Uma das propostas inclui, aliás, um pré-financiamento, aumentando as taxas aeroportuárias com o objetivo de custear a preparação do projeto. 

A AdC reage dizendo que "o Contrato de Concessão explicita que 'a Concessionária deve preparar e apresentar (a expensas suas) a candidatura', não estando previstas alterações contratuais com vista a financiar esta candidatura". 

Também a ANAC, noutro documento consultado, refere que "a proposta da ANA não está de acordo com o que se encontra regulado atualmente no Contrato de Concessão", e acrescenta: "Os passageiros iriam pagar por algo que não estão a utilizar (...) uma eventual utilização futura de uma infraestrutura ainda não existente."

Em vários momentos, a AdC e a ANAC sublinham, aliás, os bons resultados financeiros da ANA nos últimos anos.  

Aumentos "desproporcionais"

Segundo a ANAC, os aumentos faseados de tarifas pedidos pela ANA para construir o aeroporto são muito elevados: "O regime proposto conduzirá a um aumento nominal das taxas aeroportuárias na região de Lisboa estimado em 74,7% até 2030 e em 127,9% até 2039”, pelo que “o custo das taxas suportadas pelos utilizadores mais do que duplicaria."

Se a proposta avançasse, em 2028 – segundo as contas da ANAC – Lisboa ficaria com as taxas aeroportuárias mais altas na comparação com aeroportos semelhantes na Europa. 

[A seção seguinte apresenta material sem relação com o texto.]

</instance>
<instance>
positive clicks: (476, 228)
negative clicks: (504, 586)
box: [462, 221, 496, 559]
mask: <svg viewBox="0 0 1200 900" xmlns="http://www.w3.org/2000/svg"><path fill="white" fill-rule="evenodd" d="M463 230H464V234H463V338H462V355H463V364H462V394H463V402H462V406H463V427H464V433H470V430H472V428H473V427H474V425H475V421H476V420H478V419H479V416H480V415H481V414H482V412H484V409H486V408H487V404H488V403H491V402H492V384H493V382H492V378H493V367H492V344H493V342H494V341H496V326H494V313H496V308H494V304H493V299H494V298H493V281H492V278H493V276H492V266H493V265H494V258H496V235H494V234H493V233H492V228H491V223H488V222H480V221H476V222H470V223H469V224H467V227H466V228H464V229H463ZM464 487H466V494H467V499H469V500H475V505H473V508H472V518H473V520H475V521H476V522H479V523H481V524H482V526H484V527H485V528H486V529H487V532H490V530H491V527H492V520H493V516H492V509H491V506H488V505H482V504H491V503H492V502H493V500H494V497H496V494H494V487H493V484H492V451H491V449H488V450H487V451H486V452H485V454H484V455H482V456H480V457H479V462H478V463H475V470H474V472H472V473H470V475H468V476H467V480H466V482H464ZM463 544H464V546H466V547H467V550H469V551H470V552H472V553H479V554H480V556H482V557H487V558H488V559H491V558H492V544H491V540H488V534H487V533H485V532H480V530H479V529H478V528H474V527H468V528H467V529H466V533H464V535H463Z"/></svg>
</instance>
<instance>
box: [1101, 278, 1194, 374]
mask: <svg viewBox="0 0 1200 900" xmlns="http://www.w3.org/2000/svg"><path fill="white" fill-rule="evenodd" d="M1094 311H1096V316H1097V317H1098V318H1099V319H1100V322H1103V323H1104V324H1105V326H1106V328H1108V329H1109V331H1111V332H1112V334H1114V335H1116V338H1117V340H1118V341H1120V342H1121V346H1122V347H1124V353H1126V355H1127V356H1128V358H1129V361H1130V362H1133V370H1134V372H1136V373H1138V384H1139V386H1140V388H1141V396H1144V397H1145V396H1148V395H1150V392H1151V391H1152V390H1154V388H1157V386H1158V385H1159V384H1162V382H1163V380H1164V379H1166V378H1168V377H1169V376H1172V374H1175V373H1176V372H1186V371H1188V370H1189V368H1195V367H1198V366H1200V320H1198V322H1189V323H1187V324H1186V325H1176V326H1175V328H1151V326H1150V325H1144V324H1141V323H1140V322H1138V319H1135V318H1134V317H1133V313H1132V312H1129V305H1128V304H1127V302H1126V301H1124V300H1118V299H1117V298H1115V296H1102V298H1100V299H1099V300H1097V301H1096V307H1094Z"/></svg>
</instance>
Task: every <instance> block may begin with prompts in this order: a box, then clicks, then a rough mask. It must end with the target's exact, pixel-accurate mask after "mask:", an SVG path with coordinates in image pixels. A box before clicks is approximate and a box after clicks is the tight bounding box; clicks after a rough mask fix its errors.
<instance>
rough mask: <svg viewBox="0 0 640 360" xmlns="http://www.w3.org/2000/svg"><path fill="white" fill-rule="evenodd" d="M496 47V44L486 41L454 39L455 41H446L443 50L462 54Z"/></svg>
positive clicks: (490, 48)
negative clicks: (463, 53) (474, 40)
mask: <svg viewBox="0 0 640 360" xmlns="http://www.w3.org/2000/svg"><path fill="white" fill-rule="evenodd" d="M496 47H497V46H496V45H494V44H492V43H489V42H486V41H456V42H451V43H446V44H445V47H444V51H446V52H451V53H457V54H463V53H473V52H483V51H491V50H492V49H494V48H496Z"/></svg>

A Autoridade da Concorrência considera, também, que os aumentos propostos “são suscetíveis de serem desproporcionais face ao montante investido" no novo aeroporto.

Em paralelo, por causa da obra em Alcochete, a ANA pede ao Governo para estender por mais 30 anos a concessão dos aeroportos portugueses, num contrato que só terminaria em 2092 – em vez de 2062.  

ANA justifica proposta

Nas respostas ao Exclusivo da TVI, a ANA confirma a proposta de aumento das tarifas, mas diz que para já – ao contrário do proposto inicialmente – esta não irá começar a ser aplicada em 2026: “Este é um tema que será discutido posteriormente." 

A empresa continua a defender, porém, que “seria preferível uma evolução progressiva, consistente e racional das taxas ao invés de uma redução das taxas durante quatro anos para aumentá-las mais depois”. 

Segundo a ANA, “a recuperação deste avultado investimento financiado com fontes exclusivamente privadas pressupõe uma necessária evolução das taxas aeroportuárias". "Contudo, refira-se que o valor adicional das taxas será provavelmente bastante inferior ao custo adicional de transporte dos passageiros para o novo aeroporto", avisa a empresa gestora dos aeroportos portugueses.

O ex-bastonário da Ordem dos Engenheiros, Carlos Matias Ramos, responsável pelo primeiro estudo a indicar Alcochete como o melhor local para o novo aeroporto de Lisboa, concorda com as críticas da AdC e da ANAC às propostas da ANA, defendendo que aumentar as taxas significa que o concessionário ficaria com um risco nulo no investimento e dizendo que a empresa tudo tem feito para “dilatar no tempo” a construção do novo aeroporto de Lisboa.  

Também Abel Mateus, antigo presidente da Autoridade da Concorrência, refere que devia existir uma repartição “equitativa dos riscos” entre o Estado e a ANA, algo que, na sua opinião, já hoje – sem as mudanças propostas; pelo que lê no relatório da AdC – não está a acontecer.